Le lieutenant de vaisseau Georges Hébert en 1913 |
Spalding a indéniablement raison lorsqu’il avance que la pratique du baseball constitue un excellent entraînement pour la course, le saut et le lancer et permet non seulement de développer la coordination psychomotrice mais aussi l’anticipation et la réactivité. L’idée est-elle pour autant de lui ? Ce n’est pas si évident car, en somme, la manière qu’il a de présenter le baseball n’est pas si éloignée de ce que prône au début de ce siècle le Français Georges Hébert[iv] au travers de sa méthode d’entraînement du corps dont les dix volets sont : la marche, la course, le saut, le grimper, le lever, la quadrupédie, le lancer, l'équilibre, la défense et la natation. Avec quelques adaptations et un bon argumentaire, Spalding est sûrement capable de convaincre son monde que la pratique du baseball couvre la plupart de ces volets, à l’exception sans doute de la natation et du grimper. Quoi qu’il en soit, les athlètes français sont prévenus : s’ils veulent élever leur niveau et rivaliser avec les Américains, ils doivent s’approprier le baseball, et le plus tôt sera le mieux : les prochains Jeux sont prévus pour se tenir en 1916 à Berlin, il reste donc à peine quatre ans pour s’y préparer ! Dès lors, Messerly ne ménage pas ses efforts pour convaincre, d’une part les sportifs renommés, et d’autre part les autorités parisiennes assez récalcitrantes au départ, que le baseball est le sport de l’avenir[v], jouant en cela le rôle de relais des théories de Spalding.

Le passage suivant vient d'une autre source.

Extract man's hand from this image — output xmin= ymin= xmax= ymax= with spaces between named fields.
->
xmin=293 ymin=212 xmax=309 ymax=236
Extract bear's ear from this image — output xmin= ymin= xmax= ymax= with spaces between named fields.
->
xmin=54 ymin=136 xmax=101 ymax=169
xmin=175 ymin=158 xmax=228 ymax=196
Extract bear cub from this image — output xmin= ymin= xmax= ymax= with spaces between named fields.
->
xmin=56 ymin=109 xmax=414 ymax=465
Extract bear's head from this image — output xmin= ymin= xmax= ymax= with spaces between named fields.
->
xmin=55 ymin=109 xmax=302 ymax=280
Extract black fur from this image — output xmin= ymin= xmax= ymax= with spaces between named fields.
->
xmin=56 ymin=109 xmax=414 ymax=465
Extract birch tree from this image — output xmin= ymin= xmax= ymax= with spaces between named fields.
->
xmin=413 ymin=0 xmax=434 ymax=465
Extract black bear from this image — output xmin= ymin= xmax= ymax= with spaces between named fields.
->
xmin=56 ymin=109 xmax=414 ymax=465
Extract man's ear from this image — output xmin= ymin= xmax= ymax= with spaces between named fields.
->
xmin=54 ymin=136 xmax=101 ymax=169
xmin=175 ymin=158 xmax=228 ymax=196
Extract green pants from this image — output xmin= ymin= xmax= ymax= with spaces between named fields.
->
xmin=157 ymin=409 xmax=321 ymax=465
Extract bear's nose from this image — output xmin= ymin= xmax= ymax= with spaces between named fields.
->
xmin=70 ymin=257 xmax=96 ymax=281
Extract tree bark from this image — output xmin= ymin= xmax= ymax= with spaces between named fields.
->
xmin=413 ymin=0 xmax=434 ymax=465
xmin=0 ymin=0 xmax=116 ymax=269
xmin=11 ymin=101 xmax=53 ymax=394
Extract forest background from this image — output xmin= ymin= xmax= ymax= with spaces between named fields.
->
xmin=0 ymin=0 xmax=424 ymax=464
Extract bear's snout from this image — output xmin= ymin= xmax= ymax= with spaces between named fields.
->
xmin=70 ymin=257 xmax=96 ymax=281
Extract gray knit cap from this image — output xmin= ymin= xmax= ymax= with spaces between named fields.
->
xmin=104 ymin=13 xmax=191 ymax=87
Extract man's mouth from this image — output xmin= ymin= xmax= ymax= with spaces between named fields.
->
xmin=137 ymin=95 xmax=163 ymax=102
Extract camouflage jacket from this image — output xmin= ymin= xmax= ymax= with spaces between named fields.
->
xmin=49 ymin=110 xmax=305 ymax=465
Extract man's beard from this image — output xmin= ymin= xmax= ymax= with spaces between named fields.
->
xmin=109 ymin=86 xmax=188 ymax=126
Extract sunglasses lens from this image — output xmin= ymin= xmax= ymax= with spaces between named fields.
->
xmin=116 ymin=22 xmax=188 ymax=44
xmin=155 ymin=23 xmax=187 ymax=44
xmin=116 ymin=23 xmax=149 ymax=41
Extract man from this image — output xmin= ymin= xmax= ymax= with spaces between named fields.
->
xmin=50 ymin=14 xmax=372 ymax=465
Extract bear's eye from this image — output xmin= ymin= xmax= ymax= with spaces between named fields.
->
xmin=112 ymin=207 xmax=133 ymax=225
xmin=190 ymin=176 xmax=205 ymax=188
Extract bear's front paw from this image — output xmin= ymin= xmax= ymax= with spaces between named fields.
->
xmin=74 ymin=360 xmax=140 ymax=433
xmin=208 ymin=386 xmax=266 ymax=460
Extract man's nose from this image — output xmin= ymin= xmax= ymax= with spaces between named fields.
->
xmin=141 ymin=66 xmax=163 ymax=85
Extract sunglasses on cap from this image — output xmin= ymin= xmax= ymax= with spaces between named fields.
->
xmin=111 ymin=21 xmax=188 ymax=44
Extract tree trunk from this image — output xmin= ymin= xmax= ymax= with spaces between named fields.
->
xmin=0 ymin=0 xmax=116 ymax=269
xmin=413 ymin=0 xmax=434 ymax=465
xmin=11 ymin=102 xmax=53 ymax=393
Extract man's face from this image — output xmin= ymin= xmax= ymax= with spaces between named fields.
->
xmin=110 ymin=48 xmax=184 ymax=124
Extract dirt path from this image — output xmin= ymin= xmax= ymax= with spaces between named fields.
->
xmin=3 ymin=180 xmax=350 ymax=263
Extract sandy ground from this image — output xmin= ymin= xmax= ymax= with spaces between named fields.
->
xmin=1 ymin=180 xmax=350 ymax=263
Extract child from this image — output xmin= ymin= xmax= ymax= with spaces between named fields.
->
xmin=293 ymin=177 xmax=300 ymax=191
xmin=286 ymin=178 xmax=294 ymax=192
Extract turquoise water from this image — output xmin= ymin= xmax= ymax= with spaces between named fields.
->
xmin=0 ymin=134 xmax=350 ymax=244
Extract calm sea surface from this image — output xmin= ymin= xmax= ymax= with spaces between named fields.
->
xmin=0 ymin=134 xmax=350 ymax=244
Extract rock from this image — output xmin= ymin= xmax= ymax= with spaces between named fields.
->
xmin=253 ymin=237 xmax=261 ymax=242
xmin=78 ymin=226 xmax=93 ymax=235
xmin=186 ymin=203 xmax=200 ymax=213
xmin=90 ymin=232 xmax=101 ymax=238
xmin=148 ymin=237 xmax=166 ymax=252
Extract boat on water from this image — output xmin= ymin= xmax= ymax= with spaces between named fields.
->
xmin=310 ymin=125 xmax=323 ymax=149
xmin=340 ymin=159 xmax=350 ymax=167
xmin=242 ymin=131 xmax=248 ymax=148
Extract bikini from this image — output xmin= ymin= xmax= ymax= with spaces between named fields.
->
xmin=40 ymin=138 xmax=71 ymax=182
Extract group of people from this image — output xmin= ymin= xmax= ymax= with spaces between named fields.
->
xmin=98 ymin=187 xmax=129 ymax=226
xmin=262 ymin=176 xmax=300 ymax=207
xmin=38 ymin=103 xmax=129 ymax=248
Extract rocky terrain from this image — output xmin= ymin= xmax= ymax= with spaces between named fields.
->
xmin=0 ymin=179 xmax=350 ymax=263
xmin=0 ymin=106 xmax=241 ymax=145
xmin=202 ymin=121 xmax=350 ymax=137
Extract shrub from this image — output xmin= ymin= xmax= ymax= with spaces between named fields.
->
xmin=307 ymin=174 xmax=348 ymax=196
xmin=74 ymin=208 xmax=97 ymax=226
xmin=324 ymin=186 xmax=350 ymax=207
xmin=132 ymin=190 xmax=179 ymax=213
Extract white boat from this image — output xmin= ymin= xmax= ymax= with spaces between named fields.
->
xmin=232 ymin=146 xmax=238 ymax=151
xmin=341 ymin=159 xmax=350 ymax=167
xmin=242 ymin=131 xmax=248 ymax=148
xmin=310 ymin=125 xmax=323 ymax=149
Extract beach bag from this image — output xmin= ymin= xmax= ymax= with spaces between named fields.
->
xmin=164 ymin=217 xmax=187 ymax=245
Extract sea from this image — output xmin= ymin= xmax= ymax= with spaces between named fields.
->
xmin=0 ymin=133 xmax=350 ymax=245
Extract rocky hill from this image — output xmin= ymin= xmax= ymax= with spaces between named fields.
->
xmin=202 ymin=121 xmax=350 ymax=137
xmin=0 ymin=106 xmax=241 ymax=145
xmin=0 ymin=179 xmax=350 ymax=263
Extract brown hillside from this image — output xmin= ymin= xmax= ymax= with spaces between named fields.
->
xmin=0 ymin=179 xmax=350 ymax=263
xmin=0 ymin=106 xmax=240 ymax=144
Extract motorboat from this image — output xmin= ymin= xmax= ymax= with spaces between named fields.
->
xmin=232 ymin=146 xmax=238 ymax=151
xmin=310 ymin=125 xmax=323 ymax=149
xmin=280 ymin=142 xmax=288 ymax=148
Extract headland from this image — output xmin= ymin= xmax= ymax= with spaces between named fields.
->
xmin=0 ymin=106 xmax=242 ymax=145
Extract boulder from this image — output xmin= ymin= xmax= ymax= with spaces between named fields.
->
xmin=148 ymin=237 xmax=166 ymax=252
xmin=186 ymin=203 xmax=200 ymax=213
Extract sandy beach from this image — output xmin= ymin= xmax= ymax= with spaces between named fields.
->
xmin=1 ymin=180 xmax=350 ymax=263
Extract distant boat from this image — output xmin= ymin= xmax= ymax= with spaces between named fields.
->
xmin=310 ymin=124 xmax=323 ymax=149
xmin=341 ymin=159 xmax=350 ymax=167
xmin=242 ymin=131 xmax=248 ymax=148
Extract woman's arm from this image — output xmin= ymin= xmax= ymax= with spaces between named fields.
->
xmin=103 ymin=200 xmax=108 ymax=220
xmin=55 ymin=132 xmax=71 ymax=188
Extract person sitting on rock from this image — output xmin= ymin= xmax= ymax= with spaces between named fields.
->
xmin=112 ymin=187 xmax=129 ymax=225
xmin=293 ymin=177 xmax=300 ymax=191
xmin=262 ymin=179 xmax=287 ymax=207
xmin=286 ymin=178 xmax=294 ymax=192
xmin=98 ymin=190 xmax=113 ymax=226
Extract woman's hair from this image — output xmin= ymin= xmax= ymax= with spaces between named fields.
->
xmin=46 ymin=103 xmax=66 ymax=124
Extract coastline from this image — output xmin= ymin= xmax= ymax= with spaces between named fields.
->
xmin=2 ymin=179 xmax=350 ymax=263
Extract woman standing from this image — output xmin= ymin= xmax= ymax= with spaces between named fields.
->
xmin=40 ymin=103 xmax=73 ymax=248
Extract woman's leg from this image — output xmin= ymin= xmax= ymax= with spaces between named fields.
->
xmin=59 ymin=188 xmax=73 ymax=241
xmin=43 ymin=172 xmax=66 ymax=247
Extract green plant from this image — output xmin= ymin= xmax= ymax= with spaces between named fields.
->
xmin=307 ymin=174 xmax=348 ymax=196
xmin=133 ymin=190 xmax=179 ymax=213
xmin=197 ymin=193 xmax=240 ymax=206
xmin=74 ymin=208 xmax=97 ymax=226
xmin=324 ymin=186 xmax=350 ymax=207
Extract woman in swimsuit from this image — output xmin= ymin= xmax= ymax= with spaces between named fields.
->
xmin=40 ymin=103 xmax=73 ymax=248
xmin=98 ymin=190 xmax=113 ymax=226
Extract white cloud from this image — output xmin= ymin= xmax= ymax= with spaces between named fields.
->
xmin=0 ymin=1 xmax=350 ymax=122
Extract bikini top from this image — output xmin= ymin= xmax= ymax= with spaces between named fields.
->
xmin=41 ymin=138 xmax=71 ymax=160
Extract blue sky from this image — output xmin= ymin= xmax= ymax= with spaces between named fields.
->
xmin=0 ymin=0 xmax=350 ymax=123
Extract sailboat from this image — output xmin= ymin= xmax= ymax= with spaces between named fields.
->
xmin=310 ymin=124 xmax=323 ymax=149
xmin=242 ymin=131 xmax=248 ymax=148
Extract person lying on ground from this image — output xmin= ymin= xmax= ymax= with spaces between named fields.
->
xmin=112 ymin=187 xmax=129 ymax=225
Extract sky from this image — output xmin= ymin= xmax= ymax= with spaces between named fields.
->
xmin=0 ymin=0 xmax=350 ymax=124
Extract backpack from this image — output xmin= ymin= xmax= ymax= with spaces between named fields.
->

Melchior de Polignac et Jean Bouin (18 octobre 1913, au parc Pommery à Reims) |
L’initiative de Messerly doit par conséquent être regardée comme l’une des premières pierres de l’organisation de la pratique du baseball en France, posée en vue de permettre aux Français d’atteindre un objectif ambitieux : améliorer leurs performances sportives sur la scène mondiale. Nous pouvons considérer qu’elle s’inscrit à ce titre dans un mouvement bien plus général entrepris par de nombreuses personnalités de l’époque - dont le Marquis de Polignac[vi], membre du Comité international olympique - et qui vise à populariser le sport (élargir le vivier d’athlètes potentiels) mais également à lui donner des structures efficaces (améliorer la qualité de la préparation et des compétitions).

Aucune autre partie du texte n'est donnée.